Nothing motivates me more than knowing - or at least believing - that what I’m about to write will fill a need of some sort. When I’m lucky enough to garner a commission, I’m told the personnel, the duration, the technical limits, sometimes what text to use, what mood to set, what statement to make, and then all I have to do is fill the order like any bespoke tailor. Sometimes the clients want a piece just like something I’ve already written, in which case I try to balance giving them what they want with some new twist to keep myself engaged.

A commission for money is a fine thing, but I’m also amenable to a “you write it, we’ll perform it” commission. As long as the interest and the desire is there, that’s (mostly) all that matters. If there’s a piece I thought of that I want to write, I’ll sometimes commission myself.

An important thing to keep in mind is how long and how hard one must craft and revise music to make it sound natural and spontaneous. I find it’s a good method to write first and edit later. Let those ideas flow, and don’t worry if they’re any good. They can be mediocre, they can even be terrible; just get them down on paper - or computer - and know that it’s raw material which you’ll process and refine later on. The important thing is to be as un-self-conscious as possible in the early stages of composition, and generate ideas freely and happily.

Music and the Movies

6 January 2012

December is the time when movies for grownups are released, and I attend more movies that month than any other time of the year. In the last two weeks I’ve seen four movies, “Young Adult,” “The Descendants,” “The Artist,” and “A Dangerous Method.” I enjoyed them all to varying degrees.

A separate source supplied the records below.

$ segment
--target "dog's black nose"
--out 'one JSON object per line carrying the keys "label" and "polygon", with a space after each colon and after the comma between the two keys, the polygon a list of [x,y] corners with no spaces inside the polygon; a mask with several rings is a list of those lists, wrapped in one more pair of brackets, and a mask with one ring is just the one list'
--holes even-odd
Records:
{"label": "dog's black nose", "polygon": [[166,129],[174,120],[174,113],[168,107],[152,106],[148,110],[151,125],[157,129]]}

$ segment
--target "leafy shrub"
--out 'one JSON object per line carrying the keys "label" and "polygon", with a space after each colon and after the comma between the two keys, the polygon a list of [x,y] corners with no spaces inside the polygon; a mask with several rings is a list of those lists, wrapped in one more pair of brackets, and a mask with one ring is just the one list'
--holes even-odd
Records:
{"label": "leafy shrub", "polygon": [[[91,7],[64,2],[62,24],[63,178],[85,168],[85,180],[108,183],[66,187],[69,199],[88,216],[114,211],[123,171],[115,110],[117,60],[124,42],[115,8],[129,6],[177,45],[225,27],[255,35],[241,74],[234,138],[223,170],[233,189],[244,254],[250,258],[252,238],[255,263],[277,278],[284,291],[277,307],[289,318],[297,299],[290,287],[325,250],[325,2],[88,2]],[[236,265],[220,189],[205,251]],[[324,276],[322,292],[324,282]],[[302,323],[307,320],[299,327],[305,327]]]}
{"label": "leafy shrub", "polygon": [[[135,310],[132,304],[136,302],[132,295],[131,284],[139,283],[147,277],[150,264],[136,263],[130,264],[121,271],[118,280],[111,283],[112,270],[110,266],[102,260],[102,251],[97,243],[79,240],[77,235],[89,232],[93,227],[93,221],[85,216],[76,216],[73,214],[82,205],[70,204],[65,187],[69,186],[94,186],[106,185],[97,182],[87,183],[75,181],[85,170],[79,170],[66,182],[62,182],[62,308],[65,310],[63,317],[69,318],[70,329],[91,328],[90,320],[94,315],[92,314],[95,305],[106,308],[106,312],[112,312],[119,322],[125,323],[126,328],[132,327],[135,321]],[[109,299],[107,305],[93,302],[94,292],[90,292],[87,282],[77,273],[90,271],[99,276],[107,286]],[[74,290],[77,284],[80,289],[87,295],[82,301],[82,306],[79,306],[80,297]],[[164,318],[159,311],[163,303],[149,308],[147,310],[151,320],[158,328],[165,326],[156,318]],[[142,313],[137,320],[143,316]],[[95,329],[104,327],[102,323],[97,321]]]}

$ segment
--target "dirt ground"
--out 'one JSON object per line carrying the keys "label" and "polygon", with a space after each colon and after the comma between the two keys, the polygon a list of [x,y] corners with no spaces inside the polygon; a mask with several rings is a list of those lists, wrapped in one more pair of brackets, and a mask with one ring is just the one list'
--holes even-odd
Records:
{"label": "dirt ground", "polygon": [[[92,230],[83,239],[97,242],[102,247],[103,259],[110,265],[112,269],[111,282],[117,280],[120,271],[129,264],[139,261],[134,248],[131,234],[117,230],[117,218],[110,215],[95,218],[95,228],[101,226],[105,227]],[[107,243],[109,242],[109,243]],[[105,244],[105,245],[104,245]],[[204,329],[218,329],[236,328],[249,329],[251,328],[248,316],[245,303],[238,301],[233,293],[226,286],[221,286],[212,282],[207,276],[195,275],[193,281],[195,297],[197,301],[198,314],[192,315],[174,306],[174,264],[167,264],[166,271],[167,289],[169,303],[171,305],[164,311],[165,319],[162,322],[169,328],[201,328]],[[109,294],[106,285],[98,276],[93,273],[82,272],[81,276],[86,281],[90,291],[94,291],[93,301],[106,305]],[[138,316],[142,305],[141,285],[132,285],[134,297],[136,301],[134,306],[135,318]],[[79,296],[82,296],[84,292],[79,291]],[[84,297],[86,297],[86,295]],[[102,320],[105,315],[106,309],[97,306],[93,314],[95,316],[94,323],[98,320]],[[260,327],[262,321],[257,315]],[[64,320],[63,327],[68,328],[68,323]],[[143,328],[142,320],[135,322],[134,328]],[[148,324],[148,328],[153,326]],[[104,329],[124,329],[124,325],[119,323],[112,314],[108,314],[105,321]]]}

I can’t even remember anything about the music scores for “Young Adult” or “The Descendants,” but that’s not necessarily a bad thing; sometimes all a film score needs to do is add a mood and a pulse to the film footage and mask the silences where appropriate. Nothing impressed me, but nothing bothered me either.

“A Dangerous Method” is about Carl Jung and his stormy relationship with Sigmund Freud. Many discussions in the dialog center around Richard Wagner and his operas, and I guess composer Howard Shore took this as his cue to utilize a lot of Wagner in the score. Most of the time I felt the choices were apt. It was weird to hear this music played on solo piano, or in small chamber ensembles. Wagner’s music sounds so strange when stripped of it’s orchestral colors and textures, but it could be that this was just the effect Howard Shore and director David Cronenberg were going for.

Music is practically the star of “The Artist,” a black-and-white silent film about a silent film star in the late 1920s and his trouble adapting to the introduction to talking pictures. I was blown away by the score by Ludovic Bource from the opening notes. And then, halfway through the film, I recognized the unmistakeable sound of Bernard Herrmann. They used “Scene d’Amour” from VERTIGO, and all I could think was “Why?” This music took me out of “The Artist” and made me start thinking about James Stewart, Kim Novak, bell towers and strong currents under the Golden Gate Bridge. By me, it was not a good choice, much as I adore Herrmann’s music.

This might be a case of the director getting so used to his temp track that he feels it must stay in the picture. Sometimes this works well. Stanley Kubrick discarded a commissioned score by Alex North for 2001: A SPACE ODYSSEY in favor of excerpts from Richard Strauss, Johann Strauss, Aram Khachaturian, Gyorgi Ligeti and others, and I can’t say those choices were not effective.